Even homage, though, can involve a form of snobbery. For a while, the British rock group Travis included a cover of Britney Spears’ “Hit Me Baby One More Time” in its set list. Travis’ version wasn’t mocking, but—intentionally or not—the cover carried a patronizing subtext: that the ProTooled pop ditty needs an honest-to-goodness rocker to ride along, scrub away the deadening Top 40 luster, and exhume the fine song hidden beneath. Rather than break down aesthetic prejudices, such covers can reinforce them, implying that the so-called frivolous pop song has value but that this value is only revealed and affirmed in an “authentic,” rock-based iteration.

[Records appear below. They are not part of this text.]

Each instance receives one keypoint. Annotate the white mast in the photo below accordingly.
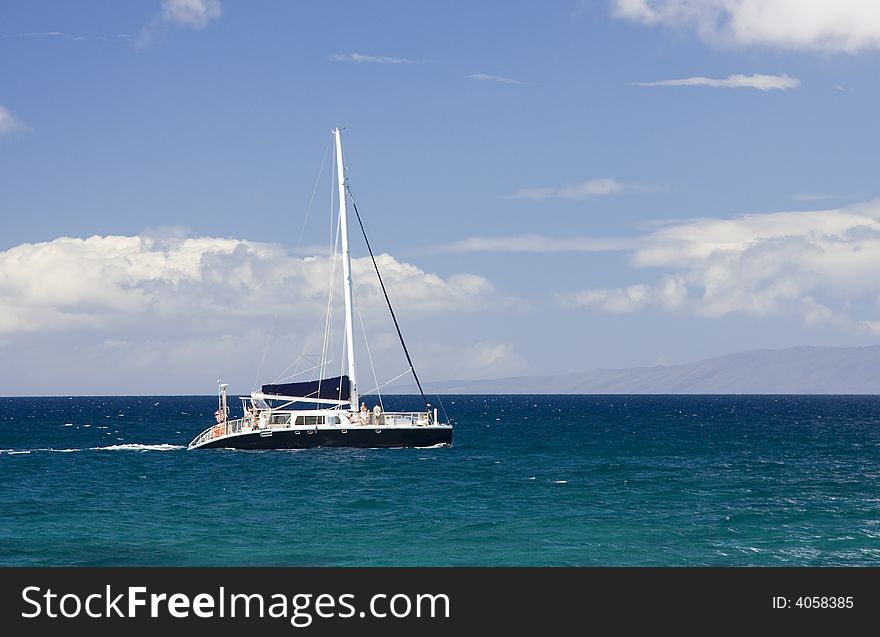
(346, 269)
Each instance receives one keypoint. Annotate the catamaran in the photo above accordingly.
(324, 412)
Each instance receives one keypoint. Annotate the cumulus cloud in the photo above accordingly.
(9, 124)
(532, 243)
(835, 26)
(106, 281)
(375, 59)
(581, 190)
(195, 14)
(482, 77)
(820, 265)
(757, 81)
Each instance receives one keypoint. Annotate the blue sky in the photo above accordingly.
(557, 186)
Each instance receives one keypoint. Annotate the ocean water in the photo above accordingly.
(530, 480)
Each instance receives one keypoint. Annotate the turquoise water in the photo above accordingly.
(530, 480)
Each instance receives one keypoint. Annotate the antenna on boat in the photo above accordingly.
(346, 269)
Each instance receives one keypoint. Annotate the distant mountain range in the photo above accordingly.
(797, 370)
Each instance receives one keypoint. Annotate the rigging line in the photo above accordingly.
(314, 190)
(388, 382)
(265, 351)
(283, 379)
(370, 356)
(385, 292)
(328, 344)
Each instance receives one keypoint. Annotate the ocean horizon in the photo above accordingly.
(543, 480)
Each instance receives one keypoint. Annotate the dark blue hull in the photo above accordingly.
(359, 437)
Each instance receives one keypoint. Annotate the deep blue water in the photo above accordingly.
(530, 480)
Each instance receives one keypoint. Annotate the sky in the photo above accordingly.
(551, 186)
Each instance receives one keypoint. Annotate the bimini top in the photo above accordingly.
(336, 388)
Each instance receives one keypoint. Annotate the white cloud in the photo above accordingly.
(820, 265)
(757, 81)
(482, 77)
(375, 59)
(581, 190)
(193, 13)
(107, 282)
(9, 124)
(811, 196)
(824, 25)
(196, 14)
(533, 243)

Sometimes an artist uses a cover to advertise something about him- or herself. Rihanna doing MIA’s “Paper Planes,” indie bard John Darnielle doing R. Kelly’s “Ignition (Remix),” country star Taylor Swift doing Eminem’s “Lose Yourself”— these covers are something like musical name-drops, ways for musicians to flaunt the breadth of their tastes or resist reductive stereotypes attached to their genres. And there is an entire cottage industry of cross-genre covers that operates purely on the level of novelty: bluegrass renditions of AC/DC, Paul Anka crooning “Eye of the Tiger,” classical pianist Christopher O’Riley’s tedious takes on Radiohead.

It isn’t always clear which of these categories a cover belongs to—the lines are blurry—but we can safely add to this final column nearly every instance of rockers covering rappers. (There are virtually no examples of rappers covering rappers, although 50 Cent recently released an enjoyable mix tape in which he reworks several old-school tracks; in hip-hop, other MCs’ rhymes can be quoted or tweaked in tribute, but to repeat an entire song verbatim would be regarded as something like theft.) At least two CDs—the 2000 Take a Bite Outta Rhyme and the 2008 Punk Goes Crunk—have compiled middling rock bands’ versions of rap songs. The appeal of these experiments, if any, is primarily comedic, but while it’s funny to hear white people over-enunciate black slang, the gag quickly wears thin. More to the point, the gag is dubious anyhow, as the butt of the joke can swing from coverer to coveree. Rarely is the cross-genre cover’s propensity for condescension so pronounced. Of course, every rule has its exception, and there is one artist who reliably elevates any hip-hop song he deigns to cover. Ladies and gentlemen, Mr. Robert Goulet.